これ意外と使い勝手の良い音だって事に気がつくと思いますよ。

○どんな人に向いているか

モジュラーシンセ初心者が「いかにもモジュラーらしい音が欲しい」という時に格好の一台かもしれません。
グルボで出せない音、DTM(DAW)で出せない音、自身の殻を破って新しい世界を開拓したい、
そんな人には是非とも触って欲しい一台です。45000円とモジュラーの中では入手し易い値段ですしね。

○まとめ・音楽と非音楽の境目

モジュラーシンセを楽しむ上でキモとなるのが音楽らしいフレーズ(例えば和音とかスケールとか)を奏でる事と、
一般的には雑音や効果音とカテゴライズされる音とを行ったり来たりするのが心地よいと思っています。
音楽らしい音楽をしたいだけなのであればグルボや鍵盤を使えば良いのです。
もちろんスタンドアロンでもノイズシンセやドローンシンセなどもありますが、
モジュラーならではの各モジュールの相互作用でカオティックな音を紡ぎ出すのが楽しいんですよね。

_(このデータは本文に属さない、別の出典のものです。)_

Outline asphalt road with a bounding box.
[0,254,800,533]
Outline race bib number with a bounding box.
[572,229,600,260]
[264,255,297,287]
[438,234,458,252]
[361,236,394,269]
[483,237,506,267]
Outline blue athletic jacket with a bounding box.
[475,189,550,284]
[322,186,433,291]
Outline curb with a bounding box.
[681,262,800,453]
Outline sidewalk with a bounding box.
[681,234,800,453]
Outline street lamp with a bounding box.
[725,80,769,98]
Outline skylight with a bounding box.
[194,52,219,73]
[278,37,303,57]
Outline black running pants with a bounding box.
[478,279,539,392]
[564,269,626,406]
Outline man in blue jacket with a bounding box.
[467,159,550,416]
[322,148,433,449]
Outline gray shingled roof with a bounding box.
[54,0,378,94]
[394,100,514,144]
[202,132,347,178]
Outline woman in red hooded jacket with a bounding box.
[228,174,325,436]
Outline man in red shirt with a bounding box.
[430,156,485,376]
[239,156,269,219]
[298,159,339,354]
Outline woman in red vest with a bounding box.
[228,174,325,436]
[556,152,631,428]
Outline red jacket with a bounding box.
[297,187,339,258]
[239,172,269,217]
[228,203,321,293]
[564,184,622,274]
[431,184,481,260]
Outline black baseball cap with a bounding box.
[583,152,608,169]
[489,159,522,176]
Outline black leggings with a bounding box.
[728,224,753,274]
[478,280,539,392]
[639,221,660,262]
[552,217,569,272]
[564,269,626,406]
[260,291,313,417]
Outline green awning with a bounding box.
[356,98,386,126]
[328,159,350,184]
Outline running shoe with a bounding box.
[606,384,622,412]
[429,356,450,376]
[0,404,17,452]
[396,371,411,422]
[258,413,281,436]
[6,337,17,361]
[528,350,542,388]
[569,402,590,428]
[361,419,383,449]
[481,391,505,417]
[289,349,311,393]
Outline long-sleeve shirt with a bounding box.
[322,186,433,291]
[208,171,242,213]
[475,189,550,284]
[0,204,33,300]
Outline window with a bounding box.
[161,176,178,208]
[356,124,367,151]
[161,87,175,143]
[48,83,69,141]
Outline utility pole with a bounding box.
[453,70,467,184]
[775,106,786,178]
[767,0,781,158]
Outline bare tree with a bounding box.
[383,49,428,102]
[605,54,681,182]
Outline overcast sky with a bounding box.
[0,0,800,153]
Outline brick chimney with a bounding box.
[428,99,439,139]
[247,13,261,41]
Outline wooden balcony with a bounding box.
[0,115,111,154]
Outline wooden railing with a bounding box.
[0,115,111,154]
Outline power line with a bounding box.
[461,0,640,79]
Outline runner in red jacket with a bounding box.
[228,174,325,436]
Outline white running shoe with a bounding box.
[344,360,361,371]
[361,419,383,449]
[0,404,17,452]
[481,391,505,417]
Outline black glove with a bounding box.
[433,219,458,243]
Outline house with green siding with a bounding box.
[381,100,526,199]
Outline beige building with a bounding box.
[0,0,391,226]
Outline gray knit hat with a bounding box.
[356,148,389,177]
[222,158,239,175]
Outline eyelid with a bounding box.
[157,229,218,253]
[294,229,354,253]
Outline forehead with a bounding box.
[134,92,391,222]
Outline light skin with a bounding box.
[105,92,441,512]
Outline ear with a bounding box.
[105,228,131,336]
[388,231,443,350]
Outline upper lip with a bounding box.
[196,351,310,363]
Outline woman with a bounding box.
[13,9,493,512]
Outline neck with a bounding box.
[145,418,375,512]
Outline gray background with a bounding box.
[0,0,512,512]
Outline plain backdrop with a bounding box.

個人的な表現ですが、Benjolinは非音楽的なシンセサイズ入門に最適な一台です。
頑張れば音楽っぽい事も出来なくはないしなw(ただしv/octはサポートしてません)
v2からは外部クロックにも対応しているので他のリズムとも違和感なく合わせられますし、
案外気の利いた仕様になっているので安心して狂気の世界に首を突っ込めます。